Kofukuji-Tempel 興福寺

Kofuku-ji Temple Kofuku-ji Temple
Kofuku-ji Temple Kofuku-ji Temple

Ein altertümlicher Tempel mit der besten Sammlung von Buddhastatuen in Japan

Die meisten japanischen Tempel enthalten ein anerkanntes nationales Kulturgut, der Kofukuji jedoch gleich vier: eine fünfstöckige Pagode, eine dreistöckige Pagode, die Hokuendo- und die Tokondo-Halle. Außerdem wurde er von der UNESCO zur Weltkulturerbestätte erklärt.

Nicht verpassen

  • Die zweitgrößte Pagode von Japan
  • Die kulturellen Hinterlassenschaften des Fujiwara-Clans
  • Die Shika-Hirsche, die im Nara-Park frei herumlaufen

Anfahrt

Der Nara-Park liegt nur eine kurze Strecke zu Fuß vom Bahnhof entfernt. Von Osaka, Kyoto und anderen großen Städten fahren regelmäßig Züge nach Nara.
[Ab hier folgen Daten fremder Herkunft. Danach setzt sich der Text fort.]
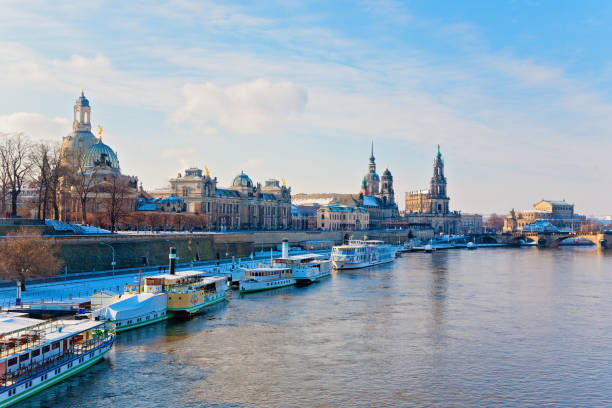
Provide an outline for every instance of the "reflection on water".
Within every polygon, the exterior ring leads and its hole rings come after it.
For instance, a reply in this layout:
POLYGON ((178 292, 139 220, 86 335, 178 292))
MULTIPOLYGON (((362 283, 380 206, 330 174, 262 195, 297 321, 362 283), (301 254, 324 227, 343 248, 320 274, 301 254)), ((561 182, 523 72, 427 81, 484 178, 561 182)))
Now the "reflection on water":
POLYGON ((603 406, 612 257, 406 254, 123 333, 23 407, 603 406))

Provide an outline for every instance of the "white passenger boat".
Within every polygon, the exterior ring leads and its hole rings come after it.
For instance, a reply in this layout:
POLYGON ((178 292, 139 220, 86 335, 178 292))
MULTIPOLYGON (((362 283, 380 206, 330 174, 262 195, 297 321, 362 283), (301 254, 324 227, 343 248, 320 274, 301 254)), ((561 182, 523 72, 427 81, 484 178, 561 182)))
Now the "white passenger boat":
POLYGON ((115 324, 117 332, 161 322, 171 317, 167 312, 168 297, 165 293, 124 293, 92 296, 92 317, 115 324), (96 306, 94 306, 96 305, 96 306))
POLYGON ((0 314, 0 408, 92 366, 114 341, 114 328, 102 321, 0 314))
POLYGON ((295 285, 290 267, 269 267, 245 269, 244 280, 240 281, 240 293, 259 292, 295 285))
POLYGON ((276 258, 274 267, 287 267, 293 271, 296 283, 312 283, 331 275, 331 260, 319 254, 292 255, 287 258, 276 258))
POLYGON ((359 269, 395 260, 393 246, 376 240, 351 240, 332 248, 331 261, 335 269, 359 269))

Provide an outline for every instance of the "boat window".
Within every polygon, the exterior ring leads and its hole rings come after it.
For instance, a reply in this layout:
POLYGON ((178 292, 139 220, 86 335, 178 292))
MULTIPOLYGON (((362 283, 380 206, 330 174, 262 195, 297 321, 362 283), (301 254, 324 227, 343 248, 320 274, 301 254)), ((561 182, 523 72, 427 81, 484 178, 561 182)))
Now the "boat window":
POLYGON ((17 357, 10 358, 9 361, 8 361, 8 365, 12 366, 12 365, 15 365, 15 364, 17 364, 17 357))
POLYGON ((40 349, 32 350, 32 358, 40 356, 40 349))
POLYGON ((59 346, 60 346, 60 342, 56 341, 55 343, 51 344, 51 349, 52 350, 58 349, 59 346))
POLYGON ((48 353, 49 352, 49 346, 48 345, 43 346, 42 350, 43 350, 43 353, 48 353))

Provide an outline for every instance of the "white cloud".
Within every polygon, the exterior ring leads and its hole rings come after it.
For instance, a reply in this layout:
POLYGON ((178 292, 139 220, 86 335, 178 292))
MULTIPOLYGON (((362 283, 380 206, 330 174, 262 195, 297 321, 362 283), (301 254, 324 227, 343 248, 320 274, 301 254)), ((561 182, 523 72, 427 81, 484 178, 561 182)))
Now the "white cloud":
POLYGON ((36 140, 58 140, 70 131, 67 118, 49 118, 39 113, 15 112, 0 116, 0 132, 24 133, 36 140))
POLYGON ((187 84, 172 119, 200 129, 261 134, 304 112, 307 102, 306 90, 291 82, 256 79, 226 88, 212 82, 187 84))

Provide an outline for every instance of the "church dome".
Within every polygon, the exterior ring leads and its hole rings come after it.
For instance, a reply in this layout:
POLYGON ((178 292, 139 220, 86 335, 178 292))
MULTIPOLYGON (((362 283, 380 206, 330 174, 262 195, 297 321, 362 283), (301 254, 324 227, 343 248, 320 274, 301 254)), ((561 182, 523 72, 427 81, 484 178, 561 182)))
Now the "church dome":
POLYGON ((388 168, 383 172, 383 178, 391 178, 391 172, 388 168))
POLYGON ((83 165, 85 167, 109 166, 113 169, 119 169, 119 159, 109 146, 98 140, 98 143, 92 145, 83 156, 83 165))
POLYGON ((253 182, 244 174, 244 171, 241 171, 239 175, 234 178, 234 182, 232 183, 233 187, 253 187, 253 182))

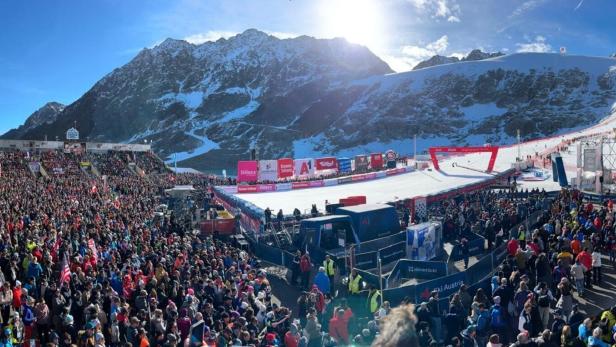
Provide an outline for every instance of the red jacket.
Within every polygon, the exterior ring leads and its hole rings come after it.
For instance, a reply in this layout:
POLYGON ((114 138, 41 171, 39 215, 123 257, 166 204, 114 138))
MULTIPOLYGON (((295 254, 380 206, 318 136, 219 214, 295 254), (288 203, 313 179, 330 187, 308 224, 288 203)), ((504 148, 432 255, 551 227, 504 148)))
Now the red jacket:
POLYGON ((329 320, 329 336, 333 337, 339 344, 349 344, 348 321, 344 318, 334 317, 329 320))
POLYGON ((579 260, 580 264, 584 265, 586 270, 592 269, 592 256, 586 251, 581 251, 575 260, 579 260))
POLYGON ((509 240, 509 242, 507 242, 507 252, 509 252, 509 255, 511 256, 515 256, 518 247, 520 247, 520 245, 518 244, 518 240, 516 239, 511 239, 509 240))
POLYGON ((299 344, 299 336, 297 334, 291 334, 290 331, 287 331, 284 334, 284 345, 285 347, 297 347, 299 344))

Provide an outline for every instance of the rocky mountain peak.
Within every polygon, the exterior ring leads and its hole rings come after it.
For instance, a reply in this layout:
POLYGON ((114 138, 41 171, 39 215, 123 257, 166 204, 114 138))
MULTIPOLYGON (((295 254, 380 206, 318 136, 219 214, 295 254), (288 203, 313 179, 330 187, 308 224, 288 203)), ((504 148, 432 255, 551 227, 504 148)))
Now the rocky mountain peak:
POLYGON ((484 60, 489 58, 495 58, 505 55, 501 52, 496 53, 488 53, 483 52, 480 49, 473 49, 465 58, 462 58, 462 61, 474 61, 474 60, 484 60))
POLYGON ((428 60, 424 60, 420 62, 419 64, 415 65, 413 70, 419 70, 419 69, 427 68, 430 66, 436 66, 436 65, 457 63, 458 61, 460 61, 460 59, 458 59, 457 57, 445 57, 442 55, 435 55, 432 58, 428 60))

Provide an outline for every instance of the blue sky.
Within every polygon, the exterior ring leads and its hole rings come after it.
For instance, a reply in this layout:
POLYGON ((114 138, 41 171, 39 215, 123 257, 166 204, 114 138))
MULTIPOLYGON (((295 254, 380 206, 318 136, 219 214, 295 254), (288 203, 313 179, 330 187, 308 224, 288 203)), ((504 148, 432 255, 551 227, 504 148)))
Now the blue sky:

Der Kofukuji-Tempel ist vom Bahnhof Kintetsu Nara in 5 Minuten bequem zu Fuß zu erreichen und vom Bahnhof Nara in 20 Minuten.

Vom JR-Bahnhof fährt auch ein Ringbus, sodass Sie sich den Fußweg zum Park sparen können. Der Bus Nr. 2 sowie alle Busse in Richtung Kasuga Taisha fahren zur Haltestelle Kencho-mae, von der aus Sie nur noch ein kurzes Stück bis zum Tempel gehen müssen.

Langjährige Geschichte

Der Kofukuji-Tempel wurde 669 vom mächtigen Fujiwara-Clan gegründet. Damals hieß er noch Umayasaka-dera und befand sich im nahe gelegenen Asuka. Bei der Gründung der Stadt Nara wurde er dorthin verlegt und umbenannt.

Ein Pagodenparadies

Wenn Sie Pagoden mögen, werden Sie den Kofukuji-Tempel lieben. Mit 50 m Höhe ist seine fünfstöckige Pagode die zweitgrößte von Japan. Die größte befindet sich in der Nachbarstadt Kyoto .

Die Pagode von Kofukuji mag nicht die größte sein, aber das macht sie durch ihr eindrucksvolles Alter wieder wett, denn sie stammt noch aus dem 12. Jahrhundert.

Die achteckigen Hallen

Zwei Besonderheiten der Anlage sind die beiden achteckigen Hallen Hokuendo und Nanendo, die von buddhistischen Mönchen aus Holz errichtet wurden. Stupas haben gewöhnlich eine sanft geschwungene, runde Form. Ihre ungewöhnliche Gestalt macht diese Hallen zu einem besonders zugkräftigen Teil des Tempels.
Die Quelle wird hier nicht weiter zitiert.